WARNING! An output filename is needed to save output as bigwig. The result is shown above.

Timing againts human chromosomes

Click for raw data table

Entry	Human chromosome	No. of base pairs	Average real time - single thread (s)	Average real time - multi threads (s)
CM000663.2.fasta	1	248956422	288.429	179.221
CM000664.2.fasta	2	242193529	276.355	169.611
CM000665.2.fasta	3	198295559	227.528	135.637
CM000666.2.fasta	4	190214555	217.846	153.091
CM000667.2.fasta	5	181538259	205.623	123.858
CM000668.2.fasta	6	170805979	193.209	117.180
CM000669.2.fasta	7	159345973	183.445	109.135
CM000670.2.fasta	8	145138636	166.607	98.632
CM000671.2.fasta	9	138394717	157.142	93.898
CM000672.2.fasta	10	133797422	150.872	92.371
CM000673.2.fasta	11	135086622	154.003	92.498
CM000674.2.fasta	12	133275309	150.533	90.807
CM000675.2.fasta	13	114364328	129.951	77.498
CM000676.2.fasta	14	107043718	121.008	71.970
CM000677.2.fasta	15	101991189	115.194	68.336
CM000678.2.fasta	16	90338345	103.169	60.799
CM000679.2.fasta	17	83257441	94.353	55.729
CM000680.2.fasta	18	80373285	92.020	53.395
CM000681.2.fasta	19	58617616	67.506	39.308
CM000682.2.fasta	20	64444167	74.048	43.280
CM000683.2.fasta	21	46709983	53.633	31.118
CM000684.2.fasta	22	50818468	57.466	33.701
CM000685.2.fasta	X	156040895	176.895	105.408
CM000686.2.fasta	Y	57227415	67.016	38.142
J01415.2.fasta	MT	16569	0.231	0.397

* 1) Real time data is the average of three runs; 2) GC_analysis parameters for each run is -w 5 -s 5; 3) Serial data is collected with the Master branch, Parallel data is collected with the Parallel branch.

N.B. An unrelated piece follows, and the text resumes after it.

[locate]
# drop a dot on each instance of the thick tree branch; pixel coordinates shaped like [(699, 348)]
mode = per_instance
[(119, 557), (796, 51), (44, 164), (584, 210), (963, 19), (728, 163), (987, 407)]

As can be seen from the plot, GC_analysis scales well with number of base pairs, resulted a linear relationship between the execution time and the size of the chromosomes. Although multi-threaded version can provide ~1.7x speed improvement, it has a significantly higher memory consumption, hence it's not recommended.

(EXPERIMENTAL!!!) Multi-threaded GC_analysis

Git clone the parallel branch from GitHub repo:

git clone --single-branch -b parallel https://github.com/tonyyzy/GC_analysis

Execute as normal from GC_analysis directory

~ python3 ./scripts/GC_analysis.py -i GRCh38-Chrom17.fasta -w 5 -s 5 -o GRCh38-Chrom17

This multithreading implementation is a very crude one and only result in ~1.7x speed up. A large amount of RAM is needed to store out-of-order intermediate results for sorting.